Some comments from the filmmakers have suggested that they plan to tone down the anti-Christian content. Other comments from the filmmakers have suggested that they don’t plan to do so. There’s not much anti-Christian content in the first book, though, so we’ll have to wait for the later films to see. Clone Wars (Some fans have also wondered how the films will handle the ending of the last book, which seems to imply sexual intercourse between the two main characters, both about thirteen years old. But that’s easy. The books take place within a few weeks of each other, but the studio plans to make its three films one every two years: thus by the time they get to the third film the stars will be 18.)

In other news, here’s the trailer for the new Clone Wars cartoon series, which seems to take place in the chronological interstices of the old one.

More clone wars? Hmm. That’s one period of Star Wars history that I don’t really feel I have a whole lot of still-unsatisfied curiosity about. Oh well.
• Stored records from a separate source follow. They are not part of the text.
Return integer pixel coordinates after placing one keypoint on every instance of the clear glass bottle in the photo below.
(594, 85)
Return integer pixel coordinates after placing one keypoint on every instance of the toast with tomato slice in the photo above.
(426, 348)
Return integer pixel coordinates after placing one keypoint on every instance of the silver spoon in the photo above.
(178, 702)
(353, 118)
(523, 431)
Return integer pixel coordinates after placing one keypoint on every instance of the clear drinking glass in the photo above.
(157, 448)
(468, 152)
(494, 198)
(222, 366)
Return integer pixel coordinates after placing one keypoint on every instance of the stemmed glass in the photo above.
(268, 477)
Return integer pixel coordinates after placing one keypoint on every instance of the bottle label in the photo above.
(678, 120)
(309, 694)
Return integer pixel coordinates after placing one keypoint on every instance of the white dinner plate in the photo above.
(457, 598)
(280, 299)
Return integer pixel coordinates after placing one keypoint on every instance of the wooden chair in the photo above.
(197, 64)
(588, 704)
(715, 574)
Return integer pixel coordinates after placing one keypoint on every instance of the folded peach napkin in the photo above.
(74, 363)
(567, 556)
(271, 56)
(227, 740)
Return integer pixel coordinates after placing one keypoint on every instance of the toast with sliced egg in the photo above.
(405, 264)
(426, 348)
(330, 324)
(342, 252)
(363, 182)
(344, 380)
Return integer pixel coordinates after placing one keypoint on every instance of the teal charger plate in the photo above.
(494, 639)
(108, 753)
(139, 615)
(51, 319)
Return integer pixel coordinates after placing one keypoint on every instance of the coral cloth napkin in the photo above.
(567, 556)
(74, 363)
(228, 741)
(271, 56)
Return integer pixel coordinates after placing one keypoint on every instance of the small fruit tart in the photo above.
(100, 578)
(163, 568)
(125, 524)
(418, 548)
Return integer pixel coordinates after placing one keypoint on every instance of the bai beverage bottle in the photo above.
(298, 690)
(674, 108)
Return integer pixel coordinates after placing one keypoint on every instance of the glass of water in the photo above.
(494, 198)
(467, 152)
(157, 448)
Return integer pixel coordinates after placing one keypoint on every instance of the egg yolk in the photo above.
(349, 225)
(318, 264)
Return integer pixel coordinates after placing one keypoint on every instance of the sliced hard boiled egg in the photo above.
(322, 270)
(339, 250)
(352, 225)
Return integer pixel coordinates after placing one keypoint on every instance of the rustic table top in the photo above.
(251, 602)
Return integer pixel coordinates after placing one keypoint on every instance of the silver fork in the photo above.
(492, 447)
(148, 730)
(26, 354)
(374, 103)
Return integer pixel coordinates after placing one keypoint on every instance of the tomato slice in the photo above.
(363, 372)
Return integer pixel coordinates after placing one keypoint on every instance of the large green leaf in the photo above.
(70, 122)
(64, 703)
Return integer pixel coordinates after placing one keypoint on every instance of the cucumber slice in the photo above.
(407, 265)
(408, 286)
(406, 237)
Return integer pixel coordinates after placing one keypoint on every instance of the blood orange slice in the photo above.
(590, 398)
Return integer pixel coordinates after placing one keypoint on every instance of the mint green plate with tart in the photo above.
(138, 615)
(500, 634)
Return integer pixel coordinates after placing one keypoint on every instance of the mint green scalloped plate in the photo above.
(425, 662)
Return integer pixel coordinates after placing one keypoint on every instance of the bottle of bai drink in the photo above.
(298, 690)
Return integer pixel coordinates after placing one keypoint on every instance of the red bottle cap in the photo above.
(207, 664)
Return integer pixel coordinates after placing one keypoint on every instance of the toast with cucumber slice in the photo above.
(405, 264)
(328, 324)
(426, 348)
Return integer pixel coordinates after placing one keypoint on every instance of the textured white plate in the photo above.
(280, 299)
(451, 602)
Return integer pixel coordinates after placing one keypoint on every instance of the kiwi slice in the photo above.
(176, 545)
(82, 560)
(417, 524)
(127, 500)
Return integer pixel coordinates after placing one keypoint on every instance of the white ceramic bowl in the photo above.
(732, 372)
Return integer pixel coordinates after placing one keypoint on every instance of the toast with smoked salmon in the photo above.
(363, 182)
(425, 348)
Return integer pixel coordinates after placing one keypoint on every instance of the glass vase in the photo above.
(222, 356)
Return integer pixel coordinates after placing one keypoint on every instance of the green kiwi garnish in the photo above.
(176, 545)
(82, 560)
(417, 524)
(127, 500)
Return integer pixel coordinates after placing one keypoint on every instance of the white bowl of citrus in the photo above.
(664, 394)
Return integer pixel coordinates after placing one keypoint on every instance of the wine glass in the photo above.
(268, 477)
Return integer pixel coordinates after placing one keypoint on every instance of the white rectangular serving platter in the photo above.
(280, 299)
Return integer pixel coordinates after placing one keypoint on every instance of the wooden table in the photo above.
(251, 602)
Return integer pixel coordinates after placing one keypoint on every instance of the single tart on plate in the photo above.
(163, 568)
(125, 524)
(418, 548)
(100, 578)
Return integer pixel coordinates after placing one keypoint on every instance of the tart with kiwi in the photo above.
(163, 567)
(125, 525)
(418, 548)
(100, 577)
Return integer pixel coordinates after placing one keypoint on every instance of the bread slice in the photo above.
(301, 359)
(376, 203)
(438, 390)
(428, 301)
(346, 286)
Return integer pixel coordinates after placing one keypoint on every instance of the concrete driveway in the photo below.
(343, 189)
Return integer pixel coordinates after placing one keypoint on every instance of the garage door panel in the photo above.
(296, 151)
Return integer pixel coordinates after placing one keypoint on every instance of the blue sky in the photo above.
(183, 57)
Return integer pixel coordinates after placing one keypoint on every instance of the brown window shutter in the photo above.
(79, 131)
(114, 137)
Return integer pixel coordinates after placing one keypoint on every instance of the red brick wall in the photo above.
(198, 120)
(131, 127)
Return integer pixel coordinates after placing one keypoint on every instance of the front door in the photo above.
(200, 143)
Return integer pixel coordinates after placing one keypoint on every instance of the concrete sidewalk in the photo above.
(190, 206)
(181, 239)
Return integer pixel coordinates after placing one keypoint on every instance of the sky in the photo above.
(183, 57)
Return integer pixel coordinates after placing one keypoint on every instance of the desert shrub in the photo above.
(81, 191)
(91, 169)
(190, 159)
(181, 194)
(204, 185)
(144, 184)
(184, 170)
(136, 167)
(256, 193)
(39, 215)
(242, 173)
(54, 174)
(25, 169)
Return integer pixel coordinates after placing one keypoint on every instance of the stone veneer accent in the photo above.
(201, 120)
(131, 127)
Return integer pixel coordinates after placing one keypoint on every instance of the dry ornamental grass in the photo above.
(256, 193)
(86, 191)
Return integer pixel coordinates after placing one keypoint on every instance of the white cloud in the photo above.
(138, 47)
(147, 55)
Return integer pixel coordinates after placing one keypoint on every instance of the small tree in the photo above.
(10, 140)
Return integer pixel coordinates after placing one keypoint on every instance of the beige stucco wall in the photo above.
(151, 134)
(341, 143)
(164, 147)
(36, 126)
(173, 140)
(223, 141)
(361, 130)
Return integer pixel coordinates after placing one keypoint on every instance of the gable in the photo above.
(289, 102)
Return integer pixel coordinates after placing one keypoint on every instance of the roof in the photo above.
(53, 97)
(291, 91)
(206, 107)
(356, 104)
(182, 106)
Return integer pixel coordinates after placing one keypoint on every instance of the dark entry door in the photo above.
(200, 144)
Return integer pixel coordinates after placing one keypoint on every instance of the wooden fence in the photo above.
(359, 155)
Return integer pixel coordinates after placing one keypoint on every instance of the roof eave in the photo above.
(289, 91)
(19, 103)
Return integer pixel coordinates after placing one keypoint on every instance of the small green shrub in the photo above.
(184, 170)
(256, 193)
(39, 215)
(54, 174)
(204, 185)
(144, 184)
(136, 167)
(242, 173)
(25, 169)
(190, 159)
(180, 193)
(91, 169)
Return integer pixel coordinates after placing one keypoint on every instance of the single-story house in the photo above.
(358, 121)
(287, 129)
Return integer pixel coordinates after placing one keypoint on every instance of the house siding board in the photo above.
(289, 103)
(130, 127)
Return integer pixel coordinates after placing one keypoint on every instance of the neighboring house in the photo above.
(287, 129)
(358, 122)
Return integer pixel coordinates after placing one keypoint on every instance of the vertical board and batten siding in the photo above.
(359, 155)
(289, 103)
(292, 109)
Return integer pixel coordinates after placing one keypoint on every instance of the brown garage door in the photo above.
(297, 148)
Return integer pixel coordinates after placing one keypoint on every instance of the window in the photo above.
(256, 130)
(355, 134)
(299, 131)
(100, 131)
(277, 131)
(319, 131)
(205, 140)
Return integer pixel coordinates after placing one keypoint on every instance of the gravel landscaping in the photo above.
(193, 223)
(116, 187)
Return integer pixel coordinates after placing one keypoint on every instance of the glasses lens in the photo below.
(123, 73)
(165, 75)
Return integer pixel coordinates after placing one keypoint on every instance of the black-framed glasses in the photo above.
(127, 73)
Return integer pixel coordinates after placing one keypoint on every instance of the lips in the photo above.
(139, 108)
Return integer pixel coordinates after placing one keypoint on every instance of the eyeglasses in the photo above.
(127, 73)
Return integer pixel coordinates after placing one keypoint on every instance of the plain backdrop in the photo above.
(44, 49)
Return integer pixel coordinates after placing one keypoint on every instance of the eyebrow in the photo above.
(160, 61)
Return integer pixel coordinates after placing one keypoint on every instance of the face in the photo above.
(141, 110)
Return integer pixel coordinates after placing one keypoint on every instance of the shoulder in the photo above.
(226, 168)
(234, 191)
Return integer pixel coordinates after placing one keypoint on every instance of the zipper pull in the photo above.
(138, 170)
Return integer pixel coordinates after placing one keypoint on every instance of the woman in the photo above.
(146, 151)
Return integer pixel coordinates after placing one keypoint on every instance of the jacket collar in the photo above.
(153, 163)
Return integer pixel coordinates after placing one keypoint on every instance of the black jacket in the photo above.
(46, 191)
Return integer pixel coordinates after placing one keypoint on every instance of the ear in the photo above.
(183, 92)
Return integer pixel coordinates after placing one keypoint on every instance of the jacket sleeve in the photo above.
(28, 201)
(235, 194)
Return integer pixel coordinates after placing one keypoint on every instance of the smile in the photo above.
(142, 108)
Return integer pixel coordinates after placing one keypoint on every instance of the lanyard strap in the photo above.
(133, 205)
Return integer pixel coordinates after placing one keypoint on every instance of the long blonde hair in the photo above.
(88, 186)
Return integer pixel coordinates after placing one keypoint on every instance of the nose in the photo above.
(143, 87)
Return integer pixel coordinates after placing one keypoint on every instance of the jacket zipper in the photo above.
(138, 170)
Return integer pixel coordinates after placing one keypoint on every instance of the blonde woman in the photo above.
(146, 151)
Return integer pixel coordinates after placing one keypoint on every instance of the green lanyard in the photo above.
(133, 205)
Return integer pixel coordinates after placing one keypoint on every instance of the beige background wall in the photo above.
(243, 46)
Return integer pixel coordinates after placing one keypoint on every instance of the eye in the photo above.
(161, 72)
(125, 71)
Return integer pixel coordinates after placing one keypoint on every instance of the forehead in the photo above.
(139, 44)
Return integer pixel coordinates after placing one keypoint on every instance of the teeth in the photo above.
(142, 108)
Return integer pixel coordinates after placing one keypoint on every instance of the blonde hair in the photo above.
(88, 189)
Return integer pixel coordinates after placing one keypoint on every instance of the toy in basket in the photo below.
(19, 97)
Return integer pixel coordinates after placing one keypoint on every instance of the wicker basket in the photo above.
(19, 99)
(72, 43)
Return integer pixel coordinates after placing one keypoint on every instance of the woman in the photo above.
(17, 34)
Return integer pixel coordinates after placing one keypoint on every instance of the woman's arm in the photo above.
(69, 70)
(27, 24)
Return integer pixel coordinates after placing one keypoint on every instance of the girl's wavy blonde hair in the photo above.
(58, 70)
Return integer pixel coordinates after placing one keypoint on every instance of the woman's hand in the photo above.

More Spencer Nonsense, Part Deux

Earlier this month I wrote a letter to the New York Times and posted it here. Then I discovered that the Times would only print letters that haven’t appeared previously, so I deleted the letter from my blog. But since they didn’t print it anyway, here it is again:

To the Editor:

Patricia Cohen’s May 5th article “A Split Emerges As Conservatives Discuss Darwin” contains the following remarkable sentence: “Victorian-era social Darwinists like Herbert Spencer adopted evolutionary theory to justify colonialism and imperialism, opposition to labor unions and the withdrawal of aid to the sick and needy.”

Ms. Cohen’s charges against Herbert Spencer are false in every particular.

Herbert Spencer First: Spencer was in fact Victorian England’s leading opponent of imperialism; in Social Statics he described Western colonialism as bearing “a very repulsive likeness to the doings of buccaneers.”

Second: in his Principles of Sociology, Spencer hailed labor unions as a bulwark against the “harsh and cruel conduct” of employers, and advocated replacing the “slavery” of the wages system with self-governing workers’ cooperatives.

Third: far from advocating the “withdrawal of aid from the sick and needy,” he regarded the provision of such aid as a positive moral duty (though he stressed that it should be given in such a way as to avoid encouraging dependency).

Finally, inasmuch as Spencer developed and published his basic ideas on biological and social evolution prior to and independently of Charles Darwin, it makes little sense to describe him as a “Social Darwinist.”

Why do these bizarre distortions of a great humanitarian thinker persist?

Roderick T. Long

While, as I said, the Times didn’t print my letter, they did publish the following partial retraction:

A front-page article last Saturday about a dispute among some conservatives over whether Darwinian theory undermines or supports conservative principles erroneously included one social Darwinist among Victorian-era social Darwinists who adopted evolutionary theory to justify colonialism and imperialism. Herbert Spencer opposed both.

Score a victory for the Herbert Spencer Anti-Defamation League!